- Theatrical release poster
- Directed by: Gus Holwerda
- Screenplay by: Gus Holwerda
- Produced by: Gus Holwerda, Luke Holwerda, Jason Spisak
- Cinematography: Luke Holwerda
- Music by: Peter McConnell
- Production companies: Black Chalk, Shirley Films
- Distributed by: 1091 Pictures, Tubi TV
- Release date: 12 February 2020 (Boston SciFi Film Festival);
- Running time: 119 minutes
- Country: United States
- Language: English
- Budget: $1,500,000

= Intersect (2020 film) =

Intersect is a 2020 American thriller film written and directed by Gus Holwerda. The film premiered at the Boston SciFi Film Festival on 12 February 2020 and concentrates on the adventures of young scientists who invented a time machine. This is the debut feature film for Holwerda.

==Plot==
Ryan Winrich (Jason Spisak) is part of a team of young physicists at the Miskatonic University. The group conducts advanced research into creating the ability for humans to send physical objects through time. After initial success, their teammate Nate decides in a drunken stupor to test the system on himself. Transporting himself through the time portal, killing himself in the process. Gradually, Ryan starts realizing that the current events may somehow be related to the mysterious happenings in his childhood when he saw strange creatures whom nobody else could. Later, it turns out that the scientists were carefully manipulated by invisible and sinister forces from other dimensions.

==Cast==
- James Morrison as Bill Marshall
- Richard Dawkins as Q42 / Computer
- Jason Spisak as Ryan Winrich
- Lawrence Krauss as Professor
- Abe Ruthless as Nate Beaumont
- Leeann Dearing as Caitlin Webb
- Jose Rosete as Abner Rosen
- Dartagnan Driscoll as Young Ryan
- Kelcey Bligh as Young Caitlin
- Ryan Adelson as Young Nate
- Jacob Lacy as Young Abner

==Reception==
Jake Dee writing for JoBlo stated, "All told, INTERSECT takes far too long to arrive at its intended destination, failing to deliver enough spookiness and authentic intrigue along the way, while suffering from a slew of amateurish first-time filmmaker choices at every turn. The film wants to be a time-bending, mysterious sci-fi/horror outing in the vein of H.G. Wells and H.P. Lovecraft, but also wants to be anti-bullying homily, anti-religious screed, and worse yet, a TV-level melodrama that, when all cobbled into one presentation, feels like a jumbled mess. The suboptimal performances and technical inferiority of the low-budget production don’t help matters any. That said, I do want to see what Holwerda has up his sleeve provided he hit the set next time out with a more focused screenplay."
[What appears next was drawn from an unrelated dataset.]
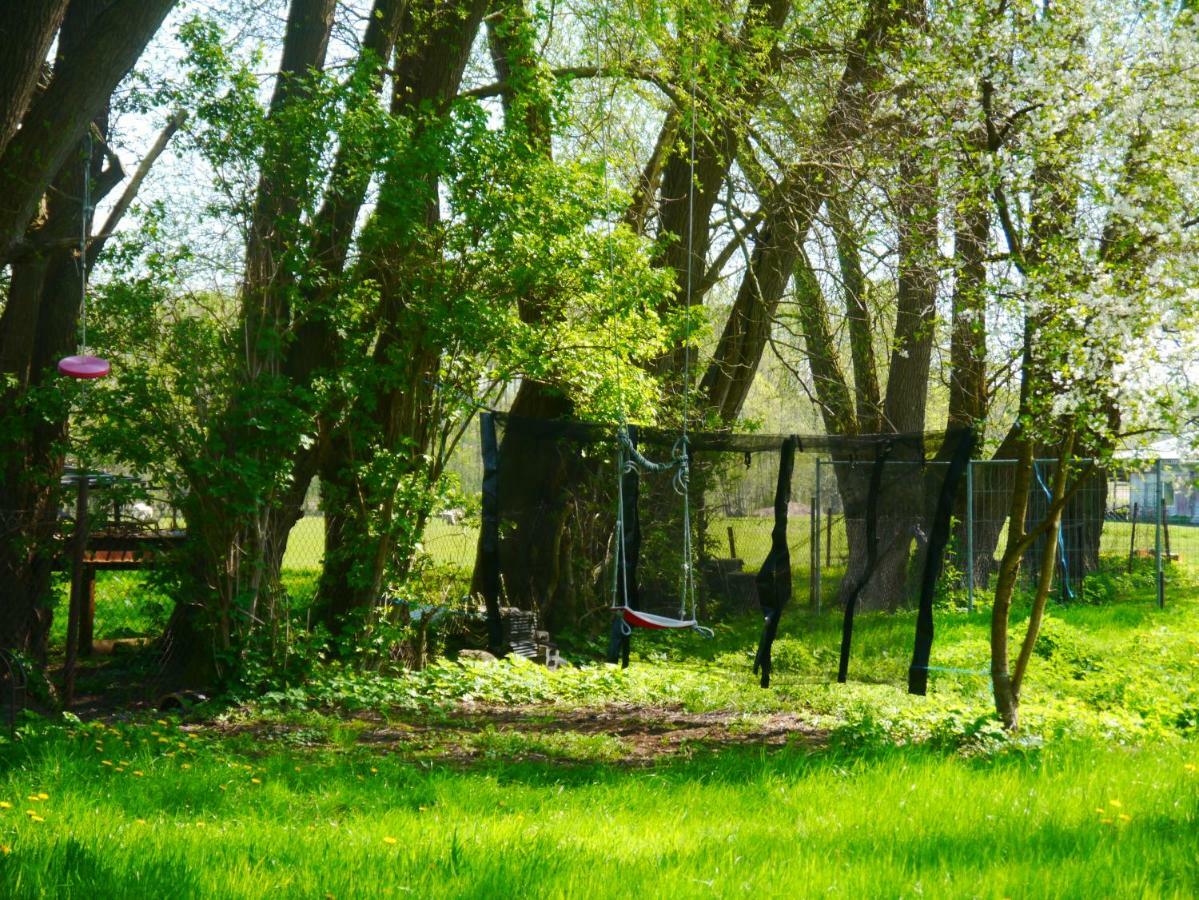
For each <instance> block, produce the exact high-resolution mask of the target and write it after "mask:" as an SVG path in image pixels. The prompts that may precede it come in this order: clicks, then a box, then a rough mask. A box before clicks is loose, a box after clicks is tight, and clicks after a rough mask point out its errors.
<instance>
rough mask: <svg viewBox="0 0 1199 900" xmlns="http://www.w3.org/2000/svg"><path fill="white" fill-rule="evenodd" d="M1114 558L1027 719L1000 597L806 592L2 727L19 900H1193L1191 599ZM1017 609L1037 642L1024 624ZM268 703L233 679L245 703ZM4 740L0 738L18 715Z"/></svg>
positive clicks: (1183, 576) (1, 869)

James Tucker of Rue Morgue commented, "INTERSECT becomes a lot less challenging when you realize the film is essentially moving backwards, starting from a point close to the end and then cycling back through each major stage of the protagonist’s life... The pieces are eventually drawn together into a satisfying whole, but when the puzzle is solved you feel more relieved than elated; finally, after slogging through the past we have caught up to the present. It is a satisfying reveal with a compelling character arc for at least ONE of the three main characters, and the film’s open-ended ending will certainly inspire conversations about what the hell it all meant; I just wish it wasn’t such a slog to get there."

Hunter Lanier of Film Threat added, "While there’s nothing wrong with the broad strokes of Intersect, the way in which it’s told prevents anything from gaining traction. They might be able to time travel, but the characters aren’t able to enter the third dimension. Much of the story’s connective tissue is made up of sentimental developments that try too hard to hit their mark. Choosing to eschew the normal time travel conventions for a character-based movie—while retaining the sci-fi intrigue—was a valiant choice, but one that required more tending than was given."